Switzerland’s retirement system is based on the 3-pillar principle. Each pillar serves a different purpose: social security, income replacement and personal flexibility. Together, they form the foundation of retirement planning in Switzerland.
This guide gives you a clear and practical explanation of all three pillars, so you understand how your future pension is built — and where gaps can arise.
1. Why Switzerland uses the 3-pillar system
The Swiss pension system spreads responsibility between the state, employers and individuals. This reduces risk and avoids relying on a single income source in retirement.
- Pillar 1 secures basic living needs.
- Pillar 2 helps maintain your standard of living.
- Pillar 3 gives flexibility and closes pension gaps.
2. Pillar 1: AHV / AVS (state pension)
AHV (German) / AVS (French) is the mandatory state pension. Everyone who lives or works in Switzerland must contribute.
Pillar 1 provides a basic income in retirement, but it is usually not enough to maintain your lifestyle on its own.
Learn more: Pillar 1 (AHV) Explained
3. Pillar 2: BVG / LPP (occupational pension)
Pillar 2 is tied to employment. Employers and employees contribute to a pension fund that builds retirement capital over time.
| Aspect | Pillar 2 (BVG) |
|---|---|
| Mandatory? | Yes, above salary threshold |
| Contributors | Employer & employee |
| Main goal | Maintain standard of living |
Full explanation: Pillar 2 (BVG) Explained
4. Pillar 3a & 3b: private retirement savings
Pillar 3 complements the mandatory system and is crucial for people with higher incomes, career breaks or part-time work.
Pillar 3a (restricted)
- Tax-deductible contributions
- Annual contribution limits
- Restricted withdrawal rules
Pillar 3b (flexible)
- No contribution limits
- No standard tax deductions
- Maximum flexibility
Learn more: Pillar 3a Explained · Pillar 3b Explained
5. How the three pillars work together
Pillar 1 and 2 together typically replace around 60–70% of your last income. Pillar 3 is designed to close the remaining gap.
Target retirement income: CHF 6,000/month
AHV + BVG: CHF 4,000/month
→ Pillar 3 needed: CHF 2,000/month
6. Typical misconceptions
- “AHV will be enough” — rarely true.
- “Pillar 2 is guaranteed” — depends on pension fund rules.
- “Pillar 3 is optional” — optional legally, essential financially.

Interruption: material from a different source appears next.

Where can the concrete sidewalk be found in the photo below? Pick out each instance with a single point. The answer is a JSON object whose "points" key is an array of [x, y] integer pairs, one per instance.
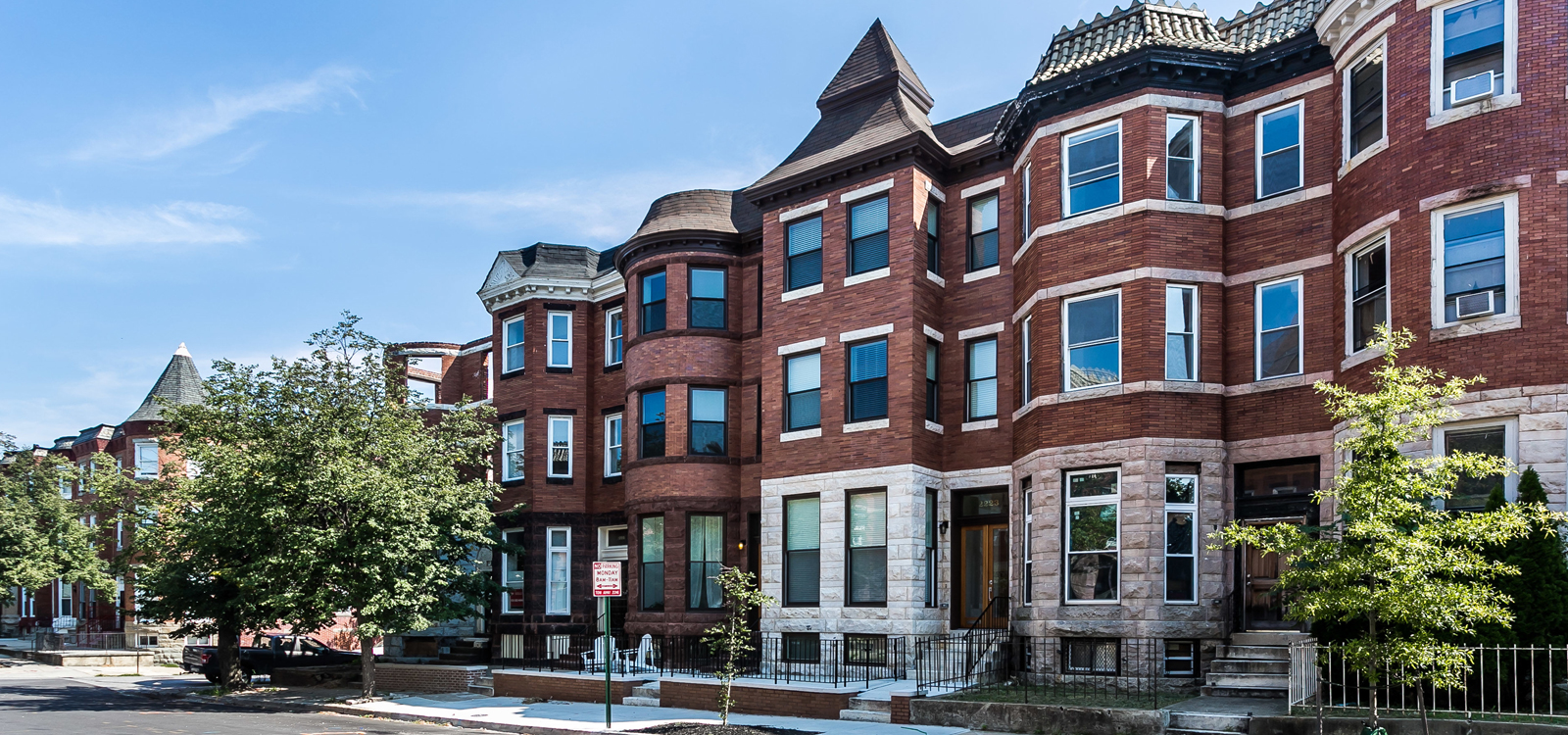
{"points": [[545, 718]]}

7. FAQ: Swiss 3-pillar system
Is the Swiss 3-pillar system mandatory?
Pillar 1 is mandatory for everyone. Pillar 2 is mandatory for employees above the salary threshold. Pillar 3 is voluntary but strongly recommended.
Which pillar should I optimize first?
First ensure AHV and BVG contributions are complete. Then maximize Pillar 3a. See Which Pillar Should You Optimise First?.